Marylise Léon a été réélue jeudi à la présidence de la CFDT pour un nouveau mandat de quatre ans, après avoir su, depuis 2023, incarner un syndicat qui marie nuance et rejet des extrêmes. À Bordeaux, lors du 51e congrès de l'organisation, elle a affirmé : "La vraie radicalité, aujourd'hui, c'est d'assumer la nuance". Dans un contexte où la polarisation semble de mise, elle défend une approche constructive du dialogue social.
Elle renchérit : "La négociation n'est jamais la faiblesse, le compromis n'est pas un signe de faiblesse". De son côté, le ministre du Travail, Jean-Pierre Farandou, n'hésite pas à la désigner comme "une interlocutrice de référence, incarnant un engagement syndical moderne et constructif". Il la voit en appui dans le relèvement du dialogue social autour des enjeux de demain, tels que l'emploi des jeunes et l'intelligence artificielle.
Stéphane Sirot, historien et spécialiste des syndicats, souligne le défi qu'elle doit relever, notamment face à un gouvernement qui a souvent tenu les syndicats à l'écart des discussions publiques et face à un patronat qui affiche des positions rigides. "Marylise Léon fait preuve d'empathie et d'écoute", confie François Hommeril, ancien président de la CFE-CGC, ajoutant que c'est un vrai plaisir de collaborer avec elle.
Née le 23 novembre 1976 au Mans et mère de deux enfants, Marylise Léon est la deuxième femme à diriger la CFDT, succédant à Laurent Berger.

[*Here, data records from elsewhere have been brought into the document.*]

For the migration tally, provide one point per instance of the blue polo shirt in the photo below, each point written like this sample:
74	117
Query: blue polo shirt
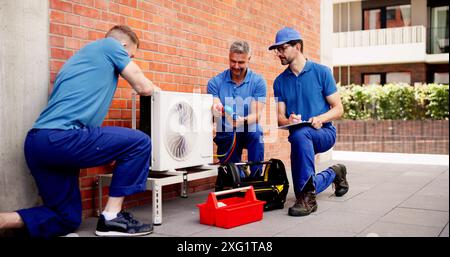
85	86
305	94
253	88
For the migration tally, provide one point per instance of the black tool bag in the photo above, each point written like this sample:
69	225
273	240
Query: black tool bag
271	186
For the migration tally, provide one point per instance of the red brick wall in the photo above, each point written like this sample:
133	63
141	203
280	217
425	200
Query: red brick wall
183	44
418	72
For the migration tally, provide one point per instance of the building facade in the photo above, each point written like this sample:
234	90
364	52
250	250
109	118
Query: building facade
390	41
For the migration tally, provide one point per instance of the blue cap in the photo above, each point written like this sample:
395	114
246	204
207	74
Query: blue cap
285	35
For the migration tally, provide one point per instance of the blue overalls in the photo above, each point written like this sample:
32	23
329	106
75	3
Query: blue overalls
253	88
67	136
306	95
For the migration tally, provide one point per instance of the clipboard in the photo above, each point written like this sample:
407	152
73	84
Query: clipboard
293	125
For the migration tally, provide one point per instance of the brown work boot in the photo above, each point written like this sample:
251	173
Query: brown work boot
340	181
304	205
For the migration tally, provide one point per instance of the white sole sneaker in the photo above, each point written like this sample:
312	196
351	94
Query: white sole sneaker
120	234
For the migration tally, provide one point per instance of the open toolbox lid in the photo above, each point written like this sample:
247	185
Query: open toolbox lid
233	211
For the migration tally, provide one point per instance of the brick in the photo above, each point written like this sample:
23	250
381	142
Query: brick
60	5
183	44
86	11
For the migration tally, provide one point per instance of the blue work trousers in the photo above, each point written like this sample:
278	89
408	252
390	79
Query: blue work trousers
55	157
306	142
252	141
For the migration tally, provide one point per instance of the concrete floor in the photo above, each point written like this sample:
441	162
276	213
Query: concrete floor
391	195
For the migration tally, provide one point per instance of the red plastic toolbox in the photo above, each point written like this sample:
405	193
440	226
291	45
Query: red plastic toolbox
233	211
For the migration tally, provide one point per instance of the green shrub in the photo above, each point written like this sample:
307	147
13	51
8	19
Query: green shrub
395	102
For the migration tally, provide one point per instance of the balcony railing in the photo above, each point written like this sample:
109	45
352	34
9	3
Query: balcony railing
380	37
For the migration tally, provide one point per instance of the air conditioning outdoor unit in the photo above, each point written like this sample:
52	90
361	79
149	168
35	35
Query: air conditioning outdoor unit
181	130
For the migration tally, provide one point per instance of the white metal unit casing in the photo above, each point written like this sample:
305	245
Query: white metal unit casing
181	130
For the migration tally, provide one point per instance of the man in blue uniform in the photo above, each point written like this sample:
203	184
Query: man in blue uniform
243	92
67	136
306	91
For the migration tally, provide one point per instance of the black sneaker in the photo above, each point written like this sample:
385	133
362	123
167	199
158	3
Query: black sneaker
123	225
340	181
304	205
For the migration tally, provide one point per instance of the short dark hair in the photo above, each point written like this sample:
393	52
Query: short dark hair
118	30
294	42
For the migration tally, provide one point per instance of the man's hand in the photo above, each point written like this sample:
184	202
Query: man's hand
217	110
294	118
316	122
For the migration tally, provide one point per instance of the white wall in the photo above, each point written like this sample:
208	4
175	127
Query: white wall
24	79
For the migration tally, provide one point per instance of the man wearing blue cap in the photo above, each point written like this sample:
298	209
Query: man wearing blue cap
306	91
242	94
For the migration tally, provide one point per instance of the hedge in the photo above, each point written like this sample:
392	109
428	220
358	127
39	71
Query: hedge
395	102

Son leadership se matérialise dans un contexte où la réforme des retraites a provoqué un large mouvement de contestation, avec une unité syndicale sans précédent contre le relèvement de l'âge de départ à 64 ans.

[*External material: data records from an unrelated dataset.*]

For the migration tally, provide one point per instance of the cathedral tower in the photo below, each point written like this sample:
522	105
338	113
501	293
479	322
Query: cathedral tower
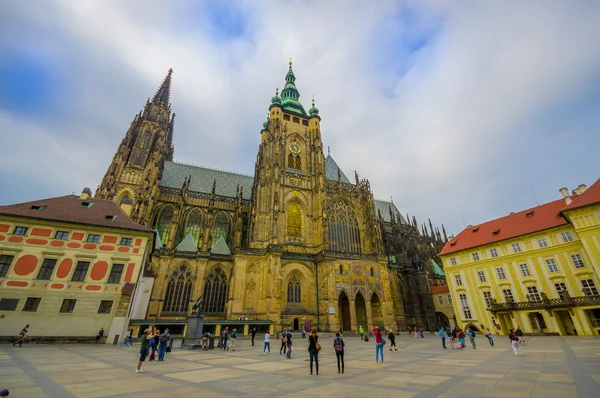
288	193
133	177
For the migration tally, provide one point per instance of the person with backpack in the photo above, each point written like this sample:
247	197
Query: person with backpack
338	346
471	334
513	337
163	341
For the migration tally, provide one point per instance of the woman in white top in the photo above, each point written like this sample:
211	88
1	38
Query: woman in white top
267	343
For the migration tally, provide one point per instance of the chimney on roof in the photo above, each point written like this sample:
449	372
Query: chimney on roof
127	205
85	194
565	193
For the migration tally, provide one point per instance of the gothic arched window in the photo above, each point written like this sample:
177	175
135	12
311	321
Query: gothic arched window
163	223
294	290
220	228
294	215
215	291
179	288
192	224
342	229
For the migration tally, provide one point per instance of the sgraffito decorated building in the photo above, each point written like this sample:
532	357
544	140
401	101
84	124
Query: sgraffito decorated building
296	242
68	266
537	268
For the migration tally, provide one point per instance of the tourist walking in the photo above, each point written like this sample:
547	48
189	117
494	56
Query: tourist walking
378	344
471	334
488	334
267	342
461	339
22	336
442	334
313	350
143	350
392	338
513	337
338	346
283	338
99	335
163	341
521	335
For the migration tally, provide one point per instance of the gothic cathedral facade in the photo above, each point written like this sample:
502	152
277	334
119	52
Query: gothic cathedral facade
295	242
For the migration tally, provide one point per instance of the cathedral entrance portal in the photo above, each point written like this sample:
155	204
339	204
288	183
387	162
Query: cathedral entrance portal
344	304
361	311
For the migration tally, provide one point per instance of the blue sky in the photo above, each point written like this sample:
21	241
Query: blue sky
457	111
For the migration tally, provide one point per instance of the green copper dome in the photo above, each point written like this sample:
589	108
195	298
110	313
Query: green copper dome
276	100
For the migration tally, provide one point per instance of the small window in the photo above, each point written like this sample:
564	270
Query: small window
552	267
31	304
115	273
126	241
20	230
458	280
577	261
566	236
93	238
8	304
105	307
481	276
80	271
68	306
5	262
500	272
61	235
47	269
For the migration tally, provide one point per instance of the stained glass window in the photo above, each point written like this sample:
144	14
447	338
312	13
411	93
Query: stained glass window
215	291
179	289
343	231
294	214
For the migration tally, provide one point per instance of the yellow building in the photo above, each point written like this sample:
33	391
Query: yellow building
68	266
537	269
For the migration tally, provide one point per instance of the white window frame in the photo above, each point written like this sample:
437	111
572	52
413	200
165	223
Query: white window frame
566	236
577	260
552	265
500	273
481	276
524	270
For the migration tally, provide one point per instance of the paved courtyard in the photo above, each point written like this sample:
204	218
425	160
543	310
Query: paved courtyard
548	367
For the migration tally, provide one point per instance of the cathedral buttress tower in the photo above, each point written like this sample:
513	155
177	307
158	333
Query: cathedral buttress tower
134	175
288	193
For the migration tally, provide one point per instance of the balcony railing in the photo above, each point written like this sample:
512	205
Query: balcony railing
545	303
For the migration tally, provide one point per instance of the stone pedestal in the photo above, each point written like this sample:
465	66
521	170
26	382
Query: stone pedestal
194	331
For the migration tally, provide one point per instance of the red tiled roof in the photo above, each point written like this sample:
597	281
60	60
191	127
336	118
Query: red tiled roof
70	209
589	197
524	222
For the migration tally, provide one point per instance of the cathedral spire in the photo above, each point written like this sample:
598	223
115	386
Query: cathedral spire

- Un parcours d'expertise -
Après l'échec des discussions menées par François Bayrou en 2025, Marylise Léon dénonce la rigidité du monde patronal. Elle a connu une avancée en obtenant, à l'automne, la suspension de la réforme. Jean-Pierre Farandou remarque qu'elle a orchestré l'engagement de la CFDT dans le débat public sur le travail, l'emploi et les retraites.
Son combat principal, à l'approche de la présidentielle, est de lutter contre la montée du Rassemblement National. "Nous ferons face, aujourd'hui comme demain, aux idées et à la violence de l'extrême droite", a-t-elle déclaré à Bordeaux. Son alignement avec Sophie Binet, la dirigeante de la CGT, sur cette ligne est clair. Toutefois, elle admet avoir un parcours plus ancré dans l'expertise que dans la militance.
Secrétaire générale adjointe de 2018 à 2023, Léon a été en charge de dossiers cruciaux, tels que l'assurance-chômage. Elle a également représenté la CFDT dans des partenariats pour la convergence des enjeux écologiques et sociaux. Diplômée en chimie, elle a débuté sa carrière dans le domaine de la sécurité environnementale avant de rejoindre la CFDT, où elle a occupé divers postes liés à la santé au travail et à la responsabilité sociale des entreprises.
"Ce ne sont pas les plus fragiles qui doivent porter le poids de la transition écologique", insiste-t-elle, mettant en avant sa vision d'une justice sociale au cœur des enjeux environnementaux.